When you can skip right to winter? I'll take clear skies and snow over grey rain any day.

That's why I was able to get my butt out of bed at 7:00am on Sunday to go climb a mountain. That sounds more impressive than it was since the clocks had turned back that night but still - I climbed a *mountain* before noon.

It was my first time seeing this from the lookout on the way up.

Definitely cold already!


Even though they haven't been blogged about in a long time, nothing has changed with Abby and Ryan (that's probably why I haven't blogged in a long time).

They still go batshit crazy in the snow.

Abby still hates overly hairy dogs.

Ryan's still a sweet,

head-in-a-hole,

snow-eating doofus.

And they're both still total posers.


At ages 4 and 7 they still wrestle like puppies. I'm pretty sure they'll be 17 and 20 and still pulling the same moves on each other (because they'll live to at least 30, of course).


The Portuguese Water Dogs that joined us were smart and stayed out of it at first.

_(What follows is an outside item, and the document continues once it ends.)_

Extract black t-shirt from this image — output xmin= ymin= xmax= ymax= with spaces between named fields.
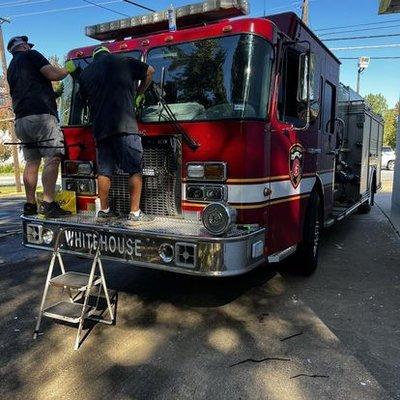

This is a poor choice, PWD, a poor choice.

There are no pictures from directly after this since I was pulling Abby off of said PWD.

In true Abby form she happily redirected onto her punching bag.


I felt bad for sweet RyRy so...

I threw some snow at him. He likes it.

Until he decides to pull the super fancy "180 degree air twist" using his less than accommodating sister as a launch pad.


Once she had told him off sufficiently she demanded to show off her very own fancy snow-catching moves.

Errrrr....

Still a bitch. Still adorable.

Wednesday, September 07, 2011

It's a Wrap

So you know what I didn't do all summer? Write a blog post, that's what. Or use my camera much. How about a summer summary by phone pictures?

Here we go in no particular order (because who wants a summary in order, right?)


Met Piper, world's cutest puppy (rescued from Oregon)



Made some freakin' amazing pizza from scratch

Took Loic on a boat ride (complete with the claw of safety)

Went surfing in Tofino and the wasp that gave me the gift of miracle thigh that wouldn't stop swelling completed our trip trifecta of concussion and SLR dropped in ocean (each of these wonderful things happened to different people)

It was actually a really fun trip - a bunch of us stayed in a cabin with a hot tub...(this doesn't have to do with either of those things, it's just a cool picture of the sky that I liked)

and Ryan came too! He had 8 willing ball throwers and slept for days when we got home.

Before Tofino we took a family trip to Kaui...but there are no phone pictures of that so it doesn't get an entry in here.

Oh and I turned old this summer and my coworker gave me a shake weight. If you don't know what that is, don't bother looking it up. There is a picture of that on my phone but it's too embarrassing to put on here.

Speaking of turning old, Jess and I learned that we are too old for Whistler bars that cater to Contiki tours and cover you with glow paint. Important summer lesson.


Oh and who could forget the unfortunate "blonde" highlight incident?
Stay away from beauty groupons if you want to learn from my mistake.

Loic and I went on some hikes.

Ryan and Kepler were forced into cuddling.

Abby flirted shamelessly with every intact male she met and they all fell for her (who could resist, really?)

And of course the summer wouldn't have been complete without some beach trips.